Метнувшись в свою комнату, она поспешно сменила разношенную рабочую обувь на дорожные невысокие сапоги. На плечи накинула поношенный сюртук с многочисленными пуговками. Схватив заготовленную сумку с тем, что наказал Отто, она торопливо выскочила из хаты, не забыв при этом оправить длинную юбку.
— Ну ведите и поживее!
— Мы вам коня привели. Ездового.
— Где же вы так неожиданно ездового нашли и такого холеного? — усмехнулась Дера, подмечая, что конь не просто откормлен лучше ее клячи, а имеет красивый белоснежный окрас и лоснящуюся в свете факелов шкуру.
— Это нам Яцек дал. Говорит, чтобы лекаря как можно быстрее доставили.
— Я не умею ездить на конях.
— Я вас повезу, давайте живее только, — подал голос высоченный темноволосый юноша с хмурым лицом.
Несмотря на то, что на коне из сбруи были только поводья, он ловко на него запрыгнул и протянул Дере руку. Та смущенно отвела взгляд и что есть сил вцепилась в ручку перекинутой через плечо сумки.
— Вы что же это, даже на коня не залезете? — удивленно вскричали мужики.
— Нет, — буркнула девушка.
— Вот же напасть, — запыхтел один из них и, присев на одно колено, подставил ей две ладони. — Ставьте ногу, я вас подкину. Как взлетите, то сразу хватайтесь за Матеуша и садитесь добротно.
Фредерика кивнула и, поставив ногу ровно в раскрытые ладони, тут же без проблем взлетела на коня и уселась боком. Ухватившись за широкую рубаху Матеуша, она напряглась. А когда тот пришпорил коня и понесся в сторону хутора, то и совсем забыла, как дышать. Ее трясло, в зад давили перекатывающиеся под ним мышцы коня, а руки взмокли настолько, что ткань рубахи норовила выскользнуть из пальцев. Но те все равно держали так, что аж костяшки белели. Благо доехали они быстро, а спуститься на твердую землю оказалось гораздо проще.
Тем временем у бани уже собрался весь хутор.
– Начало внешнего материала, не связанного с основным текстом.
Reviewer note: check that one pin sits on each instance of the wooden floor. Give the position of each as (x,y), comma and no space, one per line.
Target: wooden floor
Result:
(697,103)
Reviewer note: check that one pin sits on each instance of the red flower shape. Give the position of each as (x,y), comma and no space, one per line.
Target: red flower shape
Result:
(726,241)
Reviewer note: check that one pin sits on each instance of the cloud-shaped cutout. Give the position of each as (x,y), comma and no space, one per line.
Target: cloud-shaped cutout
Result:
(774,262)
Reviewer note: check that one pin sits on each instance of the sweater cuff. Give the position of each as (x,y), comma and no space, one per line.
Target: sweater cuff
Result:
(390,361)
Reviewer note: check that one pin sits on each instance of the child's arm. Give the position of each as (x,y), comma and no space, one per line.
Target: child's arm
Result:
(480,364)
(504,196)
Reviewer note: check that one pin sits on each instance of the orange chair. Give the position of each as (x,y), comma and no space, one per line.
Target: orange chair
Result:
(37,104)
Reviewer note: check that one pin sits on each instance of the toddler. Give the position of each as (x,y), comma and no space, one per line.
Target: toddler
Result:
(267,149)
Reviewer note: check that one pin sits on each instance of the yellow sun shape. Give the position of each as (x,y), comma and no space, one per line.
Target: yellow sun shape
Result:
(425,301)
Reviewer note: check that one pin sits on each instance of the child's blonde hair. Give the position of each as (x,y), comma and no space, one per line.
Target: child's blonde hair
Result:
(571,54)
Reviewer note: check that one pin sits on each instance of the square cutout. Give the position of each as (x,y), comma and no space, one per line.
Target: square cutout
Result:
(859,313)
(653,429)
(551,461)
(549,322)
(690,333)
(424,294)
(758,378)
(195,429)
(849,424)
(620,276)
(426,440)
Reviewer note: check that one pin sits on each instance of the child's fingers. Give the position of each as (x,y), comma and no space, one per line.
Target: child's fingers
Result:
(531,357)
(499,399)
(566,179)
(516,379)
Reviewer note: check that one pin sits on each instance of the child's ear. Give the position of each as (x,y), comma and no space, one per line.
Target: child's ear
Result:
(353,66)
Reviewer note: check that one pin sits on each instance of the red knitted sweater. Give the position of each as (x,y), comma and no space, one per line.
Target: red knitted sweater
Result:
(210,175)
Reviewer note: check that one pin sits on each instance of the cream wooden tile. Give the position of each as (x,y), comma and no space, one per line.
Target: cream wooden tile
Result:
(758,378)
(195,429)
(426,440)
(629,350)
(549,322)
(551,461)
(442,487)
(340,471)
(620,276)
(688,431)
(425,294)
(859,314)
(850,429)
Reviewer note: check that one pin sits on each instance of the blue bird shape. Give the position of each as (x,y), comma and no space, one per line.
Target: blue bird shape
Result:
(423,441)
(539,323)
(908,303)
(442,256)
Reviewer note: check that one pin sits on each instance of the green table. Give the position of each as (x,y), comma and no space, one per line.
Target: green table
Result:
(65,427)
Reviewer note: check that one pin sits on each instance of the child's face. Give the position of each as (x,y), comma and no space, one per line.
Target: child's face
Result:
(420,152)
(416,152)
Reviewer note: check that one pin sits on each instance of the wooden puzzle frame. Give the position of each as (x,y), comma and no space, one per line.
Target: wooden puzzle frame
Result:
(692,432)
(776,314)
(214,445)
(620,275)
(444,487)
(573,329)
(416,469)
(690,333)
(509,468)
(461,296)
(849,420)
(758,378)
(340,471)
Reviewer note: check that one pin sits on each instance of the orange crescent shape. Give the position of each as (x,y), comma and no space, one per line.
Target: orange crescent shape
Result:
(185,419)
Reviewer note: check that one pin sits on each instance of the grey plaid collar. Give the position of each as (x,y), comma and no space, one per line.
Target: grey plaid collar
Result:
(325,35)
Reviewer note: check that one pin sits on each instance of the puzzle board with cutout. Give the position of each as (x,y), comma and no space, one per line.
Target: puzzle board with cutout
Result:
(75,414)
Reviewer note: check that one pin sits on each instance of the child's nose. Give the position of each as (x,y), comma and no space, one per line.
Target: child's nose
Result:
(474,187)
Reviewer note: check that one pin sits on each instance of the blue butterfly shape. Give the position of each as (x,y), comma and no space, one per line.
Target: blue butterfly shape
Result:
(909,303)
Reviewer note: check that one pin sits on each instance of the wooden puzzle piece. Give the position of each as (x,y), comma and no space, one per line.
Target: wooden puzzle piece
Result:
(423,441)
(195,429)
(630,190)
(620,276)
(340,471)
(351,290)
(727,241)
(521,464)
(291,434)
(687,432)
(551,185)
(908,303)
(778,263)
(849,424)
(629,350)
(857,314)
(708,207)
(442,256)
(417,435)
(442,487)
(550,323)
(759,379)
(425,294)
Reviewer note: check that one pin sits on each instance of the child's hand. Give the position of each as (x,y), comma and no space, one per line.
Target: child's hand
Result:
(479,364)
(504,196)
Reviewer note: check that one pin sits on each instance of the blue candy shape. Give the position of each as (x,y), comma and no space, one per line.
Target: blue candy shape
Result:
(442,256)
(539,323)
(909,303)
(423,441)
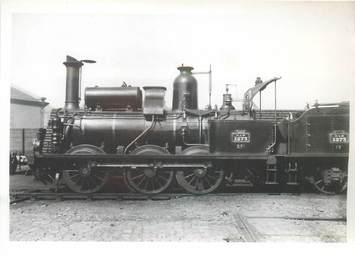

Бабы причитали, мужики пили дурно пахнущую бормотуху, а из распахнутых дверей доносились отчаянные крики роженицы. Дера, подхватив рукой юбку, бросилась на вопль, стараясь как можно быстрее протиснуться сквозь столпившихся кметов.
— Пропустите лекарку! Пропустите! — кричал кто-то, но девушка не слышала.
Для нее настал момент истины, а сейчас, как назло, было очень непросто взять себя в руки. Вбежав в баню, она увидела ужасающее зрелище. Раскрасневшаяся Зофья лежала на тряпье и, раскинув согнутые в коленях ноги, верещала так, будто ее резали. Кровь хлестала из нее ручьем, а бабы то и дело тащили со всех углов чистые тряпки. В крови было все — пол, лавка, руки баб и ноги Зофьи. Закатав дрожащими руками рукава своей застиранной рубахи, Дера бросилась к роженице. Повитухи тут, конечно, не было. Судя по всему, даже для человека, у которого есть чем так славно кормить коня, это было слишком дорогое удовольствие. Не то что травница, которая согласна за две репы и клячу сделать невозможное.
— Зофья! — воскликнула Дера. — Эй, Зофья, посмотри на меня!
Девушка запыхтела, но глаза разлепила и уставилась помутневшим от боли взглядом на встревоженное лицо травницы.
— Ты должна будешь выпить сейчас отвар, который я дам и постараться не выблевать его. Поняла?